Tüm bunların yanında ülkedeki ekonomik kriz, ülke genelindeki adam kayırma ve torpil iddiaları, muhalefet partilerine geçen belediyelerden yayılan pis dedikodular, gösteriş merakı ve israf, her ne kadar inkar edilse de kibir, gurur ve vatandaşa tepeden bakma, insanları hain, terörist, FETÖ’cü, şucu bucu diye yaftalama, sürekli azarlayan öfkeli bir dil, bakkal dükkanı bile emanet edilemeyecek ve de hiçbir özelliği olmayan kişilerin en etkili makamlara getirilişi, karar mekanizmalarında tabanın sesine kulak verilmeyişi, kuruluş ilkelerinden ve ruhundan uzaklaşılması, Pelikancı medya ve sosyal medyadaki trol kafası ve daha birçok sebep AK Parti’ye ve Erdoğan’a bu en büyük yenilgisini tattırdı…

Hiç kimse çıkıp da “Ama onlar da yalan söyledi, onlar da teröristlerden yardım gördü, onlar da kara propaganda yaptı” falan demesin…

Bu iddialar doğrudur demiyorum…

Şayet doğru bile olsa bilge lider Aliya’nın da dediği gibi onlar sizin öğretmeniniz değildi…

Siz her ne şartta olursa olsun ilkelerinizden ve duruşunuzdan ödün vermeyecektiniz…

Gayrihukuki ve gayriahlaki bir tutum sergilemeyecektiniz…

Bu milletin ferasetini hafife almayacaktınız…

Şayet kaybedecek bile olsanız adam gibi kaybedecektiniz…

Zira uzun yıllar sonra millet bir kez daha tarih sahnesine çıkmıştı…

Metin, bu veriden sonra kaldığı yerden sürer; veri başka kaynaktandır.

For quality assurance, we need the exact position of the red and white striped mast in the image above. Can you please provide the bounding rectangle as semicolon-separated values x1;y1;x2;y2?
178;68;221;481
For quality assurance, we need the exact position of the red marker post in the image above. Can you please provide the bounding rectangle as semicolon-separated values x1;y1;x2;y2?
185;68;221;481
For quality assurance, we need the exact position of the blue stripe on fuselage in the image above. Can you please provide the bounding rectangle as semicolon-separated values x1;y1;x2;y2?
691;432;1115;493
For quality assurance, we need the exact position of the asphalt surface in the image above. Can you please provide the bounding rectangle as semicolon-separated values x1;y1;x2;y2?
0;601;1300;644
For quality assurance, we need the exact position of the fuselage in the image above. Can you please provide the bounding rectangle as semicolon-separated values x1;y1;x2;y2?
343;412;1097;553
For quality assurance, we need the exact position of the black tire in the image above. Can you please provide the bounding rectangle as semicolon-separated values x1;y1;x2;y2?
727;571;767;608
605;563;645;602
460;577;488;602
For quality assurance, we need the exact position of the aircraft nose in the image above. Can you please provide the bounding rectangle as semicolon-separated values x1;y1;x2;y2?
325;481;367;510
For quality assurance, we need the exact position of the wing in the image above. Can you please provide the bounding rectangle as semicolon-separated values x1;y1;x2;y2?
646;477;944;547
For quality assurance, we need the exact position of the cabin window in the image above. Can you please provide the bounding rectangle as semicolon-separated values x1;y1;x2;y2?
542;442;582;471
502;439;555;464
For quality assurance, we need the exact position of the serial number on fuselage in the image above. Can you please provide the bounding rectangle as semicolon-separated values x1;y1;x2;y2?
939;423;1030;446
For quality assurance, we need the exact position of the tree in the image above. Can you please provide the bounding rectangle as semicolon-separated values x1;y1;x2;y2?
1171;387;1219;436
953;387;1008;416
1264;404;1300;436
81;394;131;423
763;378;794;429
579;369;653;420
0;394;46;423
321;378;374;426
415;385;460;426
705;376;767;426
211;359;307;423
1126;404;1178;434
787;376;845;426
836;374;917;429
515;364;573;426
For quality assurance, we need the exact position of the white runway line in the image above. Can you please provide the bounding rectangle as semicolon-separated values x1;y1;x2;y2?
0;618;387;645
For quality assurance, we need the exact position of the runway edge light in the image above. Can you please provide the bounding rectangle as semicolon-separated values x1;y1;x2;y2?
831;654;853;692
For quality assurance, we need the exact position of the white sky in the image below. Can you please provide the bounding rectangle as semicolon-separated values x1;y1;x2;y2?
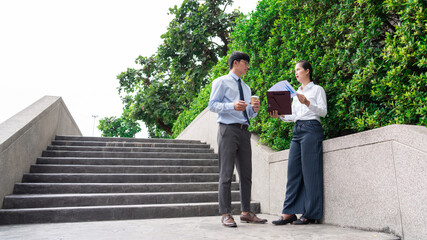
0;0;258;137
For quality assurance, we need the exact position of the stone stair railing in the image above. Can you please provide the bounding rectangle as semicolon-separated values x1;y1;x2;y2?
0;136;260;224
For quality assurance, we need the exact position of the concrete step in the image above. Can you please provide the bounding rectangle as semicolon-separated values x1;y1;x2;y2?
3;191;240;209
0;202;260;225
47;145;214;153
30;164;219;173
42;150;218;159
22;173;226;183
13;182;239;194
55;136;202;144
52;140;210;148
37;157;218;166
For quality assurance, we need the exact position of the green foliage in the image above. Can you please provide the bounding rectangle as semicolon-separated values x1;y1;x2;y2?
174;0;427;150
98;117;141;138
112;0;240;137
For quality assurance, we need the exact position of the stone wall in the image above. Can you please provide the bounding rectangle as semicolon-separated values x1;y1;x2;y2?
178;109;427;239
0;96;82;206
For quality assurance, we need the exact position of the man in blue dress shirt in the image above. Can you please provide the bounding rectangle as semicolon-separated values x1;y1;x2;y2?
209;51;267;227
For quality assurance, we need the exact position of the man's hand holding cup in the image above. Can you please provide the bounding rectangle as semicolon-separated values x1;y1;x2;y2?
250;96;259;112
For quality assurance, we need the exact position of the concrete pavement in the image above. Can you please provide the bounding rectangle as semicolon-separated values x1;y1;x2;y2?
0;214;400;240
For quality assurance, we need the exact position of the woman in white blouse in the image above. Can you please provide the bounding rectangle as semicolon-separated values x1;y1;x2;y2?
270;61;327;225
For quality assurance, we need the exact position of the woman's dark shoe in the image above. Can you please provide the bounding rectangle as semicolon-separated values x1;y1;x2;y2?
272;215;297;225
292;216;319;225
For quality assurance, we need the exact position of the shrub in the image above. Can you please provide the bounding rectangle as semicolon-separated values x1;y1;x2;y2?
172;0;427;150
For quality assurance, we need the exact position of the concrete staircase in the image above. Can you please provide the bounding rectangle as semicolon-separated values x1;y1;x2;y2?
0;136;260;224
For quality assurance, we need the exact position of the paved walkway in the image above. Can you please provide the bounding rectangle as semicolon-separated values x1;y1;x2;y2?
0;214;399;240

Bu mazlum millet yıllar sonra kendisine vurulan prangaları kırmış ve de haksızlığa, hukuksuzluğa, buyurgan anlayışa, yasaklara ve yolsuzluklara karşı tepkisini göstermişti…

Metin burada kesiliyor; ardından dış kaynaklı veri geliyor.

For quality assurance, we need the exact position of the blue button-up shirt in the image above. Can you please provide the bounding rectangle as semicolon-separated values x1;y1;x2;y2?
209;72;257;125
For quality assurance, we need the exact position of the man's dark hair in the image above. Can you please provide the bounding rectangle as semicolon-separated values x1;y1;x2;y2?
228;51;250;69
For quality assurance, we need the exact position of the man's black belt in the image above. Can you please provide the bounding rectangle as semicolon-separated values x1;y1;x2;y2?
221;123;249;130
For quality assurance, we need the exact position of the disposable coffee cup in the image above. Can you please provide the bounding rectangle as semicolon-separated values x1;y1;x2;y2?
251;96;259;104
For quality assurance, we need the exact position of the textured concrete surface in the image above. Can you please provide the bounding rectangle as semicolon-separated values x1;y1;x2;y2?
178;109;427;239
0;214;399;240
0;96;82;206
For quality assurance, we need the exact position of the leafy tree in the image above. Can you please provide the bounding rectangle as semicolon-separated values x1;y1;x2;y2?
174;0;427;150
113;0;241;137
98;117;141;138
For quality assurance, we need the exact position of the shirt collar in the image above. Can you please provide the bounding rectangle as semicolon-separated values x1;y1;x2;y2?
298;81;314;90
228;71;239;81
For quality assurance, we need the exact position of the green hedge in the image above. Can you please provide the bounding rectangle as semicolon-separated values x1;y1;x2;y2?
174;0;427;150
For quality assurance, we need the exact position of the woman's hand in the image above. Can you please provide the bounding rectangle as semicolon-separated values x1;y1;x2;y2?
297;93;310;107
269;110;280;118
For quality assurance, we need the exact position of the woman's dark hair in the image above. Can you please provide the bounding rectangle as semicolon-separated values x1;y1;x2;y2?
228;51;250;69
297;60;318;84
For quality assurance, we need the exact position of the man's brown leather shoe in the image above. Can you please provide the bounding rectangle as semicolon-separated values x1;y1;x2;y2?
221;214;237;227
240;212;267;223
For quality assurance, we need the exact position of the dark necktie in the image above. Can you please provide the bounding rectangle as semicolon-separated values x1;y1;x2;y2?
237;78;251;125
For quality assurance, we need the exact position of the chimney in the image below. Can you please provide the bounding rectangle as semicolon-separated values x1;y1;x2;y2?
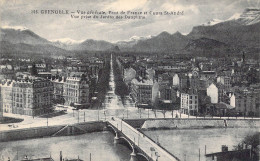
60;151;62;161
222;145;228;152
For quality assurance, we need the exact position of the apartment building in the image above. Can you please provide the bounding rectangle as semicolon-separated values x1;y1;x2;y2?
63;77;89;106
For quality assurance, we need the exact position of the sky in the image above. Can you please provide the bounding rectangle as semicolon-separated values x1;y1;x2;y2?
0;0;260;42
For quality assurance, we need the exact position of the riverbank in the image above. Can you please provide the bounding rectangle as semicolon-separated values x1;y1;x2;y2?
139;119;260;130
0;121;107;142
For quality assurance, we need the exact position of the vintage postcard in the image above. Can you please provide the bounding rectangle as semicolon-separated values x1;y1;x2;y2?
0;0;260;161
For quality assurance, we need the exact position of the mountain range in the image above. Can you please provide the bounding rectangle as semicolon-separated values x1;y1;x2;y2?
0;8;260;54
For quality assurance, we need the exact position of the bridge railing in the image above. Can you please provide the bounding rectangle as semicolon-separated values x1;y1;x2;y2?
108;118;179;161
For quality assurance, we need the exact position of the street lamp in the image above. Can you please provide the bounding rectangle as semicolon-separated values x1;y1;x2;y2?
155;152;160;161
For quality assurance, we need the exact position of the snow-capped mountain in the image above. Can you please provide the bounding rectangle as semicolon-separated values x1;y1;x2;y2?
0;26;51;45
228;8;260;25
2;26;29;31
115;35;153;49
202;19;223;26
202;8;260;26
50;38;84;45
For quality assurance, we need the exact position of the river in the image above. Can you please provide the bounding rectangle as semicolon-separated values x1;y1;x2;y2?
144;128;260;161
0;132;131;161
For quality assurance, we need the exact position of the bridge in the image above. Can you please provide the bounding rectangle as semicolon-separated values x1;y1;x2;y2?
108;118;179;161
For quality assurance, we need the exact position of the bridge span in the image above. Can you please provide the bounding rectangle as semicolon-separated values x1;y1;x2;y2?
108;118;179;161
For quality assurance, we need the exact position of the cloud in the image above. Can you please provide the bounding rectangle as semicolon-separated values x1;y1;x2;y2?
0;0;259;41
162;2;199;14
105;0;147;11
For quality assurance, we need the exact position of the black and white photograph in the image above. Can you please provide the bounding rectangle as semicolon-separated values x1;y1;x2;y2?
0;0;260;161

Bu mirası ucuz politikalarla ve bir çocuğun bile düşmeyeceği yanlışlarla tüketmeyecektiniz…

Şimdi herkes AK Parti’nin silkeleneceğini, yaşananlardan ders çıkaracağını ve milletin mesajını iyi okuyarak kendisine çekidüzen vereceğini düşünüyor...

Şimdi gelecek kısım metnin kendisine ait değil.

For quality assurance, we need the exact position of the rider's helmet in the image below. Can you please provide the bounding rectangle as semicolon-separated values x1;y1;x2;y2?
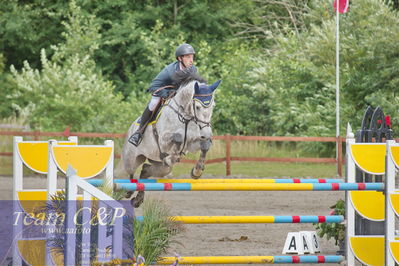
175;43;195;59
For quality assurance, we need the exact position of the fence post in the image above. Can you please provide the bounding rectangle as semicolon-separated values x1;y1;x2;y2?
224;134;231;176
336;136;342;177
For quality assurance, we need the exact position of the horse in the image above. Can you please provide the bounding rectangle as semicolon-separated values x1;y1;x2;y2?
122;71;221;208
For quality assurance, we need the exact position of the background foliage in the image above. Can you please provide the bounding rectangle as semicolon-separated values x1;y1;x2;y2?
0;0;399;139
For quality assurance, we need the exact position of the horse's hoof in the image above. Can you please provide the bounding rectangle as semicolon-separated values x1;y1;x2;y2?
191;168;202;179
125;191;134;199
130;198;144;208
130;191;144;208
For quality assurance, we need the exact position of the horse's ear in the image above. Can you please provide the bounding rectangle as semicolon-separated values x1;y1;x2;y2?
194;82;200;94
209;80;222;91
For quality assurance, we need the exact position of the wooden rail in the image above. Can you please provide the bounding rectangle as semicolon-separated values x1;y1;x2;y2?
0;127;345;176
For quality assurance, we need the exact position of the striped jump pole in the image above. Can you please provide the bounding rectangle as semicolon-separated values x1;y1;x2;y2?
114;183;384;191
136;215;344;224
157;255;344;265
88;178;344;186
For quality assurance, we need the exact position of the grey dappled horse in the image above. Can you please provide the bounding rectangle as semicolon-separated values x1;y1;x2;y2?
122;72;221;208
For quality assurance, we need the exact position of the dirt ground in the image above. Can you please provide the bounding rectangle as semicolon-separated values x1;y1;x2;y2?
0;176;345;265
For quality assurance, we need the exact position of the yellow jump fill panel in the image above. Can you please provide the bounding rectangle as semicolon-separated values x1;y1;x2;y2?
52;146;113;178
349;191;385;221
18;141;76;174
350;143;386;175
390;146;399;168
389;192;399;216
350;236;385;266
18;239;46;266
389;240;399;264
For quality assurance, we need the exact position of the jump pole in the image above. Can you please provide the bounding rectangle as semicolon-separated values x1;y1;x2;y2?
156;255;344;265
88;178;344;186
114;183;384;191
136;215;344;224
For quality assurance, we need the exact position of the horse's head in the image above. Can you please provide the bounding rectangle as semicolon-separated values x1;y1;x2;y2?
173;68;221;150
192;80;221;139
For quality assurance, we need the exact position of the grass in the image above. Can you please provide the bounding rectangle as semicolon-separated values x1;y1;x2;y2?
0;118;337;178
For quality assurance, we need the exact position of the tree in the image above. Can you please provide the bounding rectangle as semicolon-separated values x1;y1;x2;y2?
11;1;134;132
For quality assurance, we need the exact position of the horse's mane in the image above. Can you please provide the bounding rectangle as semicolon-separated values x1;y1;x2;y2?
172;67;206;88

Ben ise aksine hiçbir şeyin değişmeyeceğini düşünüyorum…

Çünkü her defasında bir şeylerin değişeceği söyleniyor ama değişen sadece birkaç makam koltuğu oluyor…

Koltuğunu kaybedene de başka bir yerden başka bir koltuk veriliyor…

Az biraz halkın istediği gibi davranılıyor, sonra ise herkes yeniden bildiğini okuyor…

Böyle geldi, böyle gidiyor, böyle gidecek…

Peki, nereye kadar?

Gittiği yere kadar!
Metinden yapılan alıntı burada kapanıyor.